Pero la gente no lo creyó lo que se expresó en una multitudinaria manifestación
de protesta en Lima a los pocos días de la tragedia. Lo que había mostrado el
baguazo era que para un Awajun o cualquiera otra de las nacionalidades de la
selva era muy difícil entenderse como peruano.
Permanentemente
olvidados de los servicios del Estado, constantemente amenazados por grupos de
interés (madereros, petroleros, mineros, etc.), de pronto toman nota que se ha
dictado una ley para que sus territorios se hagan aún más vulnerables. Entonces
salen a una lucha vida o muerte, porque lo que se están jugando es la
existencia. Cualquiera autoridad que entienda su cultura buscará dialogar con
ellos y lograr algún entendimiento.

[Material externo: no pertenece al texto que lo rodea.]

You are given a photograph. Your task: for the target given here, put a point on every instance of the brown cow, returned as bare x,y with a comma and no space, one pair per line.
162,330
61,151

Es lo que hacían los policías que
custodiaban la “curva del diablo” y la estación del oleoducto donde ocurrieron
las mayores muertes.
Pero García
imaginaba estar enfrentando una protesta urbana que se rompe con bombas
lacrimógenas o un bloqueo de vía en la costa, y creía que si subía la voz los
nativos bajarían la cabeza como Cabanillas. Evidentemente no tenía ni idea de
lo que estaba pasando y por eso ordenó atacar. Podía haber desatado una guerra
mucho más larga y sangrienta con los nativos, pero ya lo que pasó con policías
cercados en un cerro o los rehenes policiales ajusticiados en la estación
porque se creyó que en la “curva del diablo” había habido un exterminio de
indígenas, era una irrefutable consecuencia de los errores de García.
Cierto que a los
días del baguazo el gobierno retrocedió en las leyes de la selva y que los
ministros que estuvieron más expuestos al fuego de los acontecimientos se
fueron de regreso a sus hogares. Pero ni García cayó, ni nunca reconoció su
responsabilidad en tantas muertes que pudieron ser evitadas. El presidente con
más de siete vidas ya estaba de lo más fresco los meses siguientes repartiendo
proyectos entre sus amigotes, haciendo maniobras para salvar a Rómulo León y
Quimper y enterrar los petroaudios, otorgando narcoindultos, etc.
Pero García sabe
que dañó la relación entre el Estado y la población indígena, y que la próxima
vez que se quiera ir contra sus derechos las tensiones será mucho más grandes.
A cuatro años del baguazo es bueno no olvidar sus tristes lecciones.